Declining ratings will impact both quarterly advertising revenues for broadcast partners and the bidding process for Thursday Night Football rights. (Image: NFL)

After a down 2016, NFL ratings fell again in 2017, and that could negatively impact how much broadcasters and digital media companies are willing to pay for rights packages.

According to MoffettNathanson analyst Michael Nathanson, regular season ratings were down 13% and the playoffs are down between 12% and 20%. He said that the NFL is experiencing a structural decline.

In the near term, the impact of those declining ratings will be reflected in quarterly advertising revenues for broadcast partners and in the bidding process for Thursday Night Football rights, which Nathanson said reportedly drew smaller bids from CBS and NBC.

“Longer term, we think that the continued weakness of the NFL could pose a risk for broadcasters who may be forced to bid-up for rights if Disney chooses to move to a Sunday night or day package and pushes NBC into the Sunday day package bidding. At the same time, the NFL will need to encourage digital bidders to enter the auctions to drive up prices, but may be uncomfortable with the low ratings produced by Twitter and Amazon during these early experiments,” said Nathanson in a research note.

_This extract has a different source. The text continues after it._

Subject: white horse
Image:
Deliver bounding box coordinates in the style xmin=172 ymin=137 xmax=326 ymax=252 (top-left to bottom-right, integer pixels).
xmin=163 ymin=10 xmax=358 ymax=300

Thursday Night Football rights are up for bids right now and Monday Night Football rights will be up for grabs after the 2021 season.

RELATED: NFL TV ad spending down 1.2% for 2017 season

Not helping things for the NFL are reports that ad spending declined 1.2% during the 2017 regular season, according to Standard Media Index.

The firm’s total ad spend figures for the 2017 NFL regular season is based on figures from Sept. 7 to Dec. 31 for NBC, CBS, Fox and ESPN broadcasts.

“For the first time since we have been tracking the market we saw a slight drop of in-game dollars. Despite a fairly significant fall in ratings, CPMs were strong and demand continued to be high,” said Standard Media Index CEO James Fennessy in a statement. “This again demonstrates that the NFL remains the powerhouse of national TV ROI. Advertisers understand the exceptional return they get as a result of the large, engaged and guaranteed audiences enjoying a full screen experience in this unique environment.”

According to SMI’s recent totals, NFL ad spend totaled $2.17 billion in 2014, then jumped 9.6% to $2.38 billion in 2015 before rising 3% to $2.45 billion.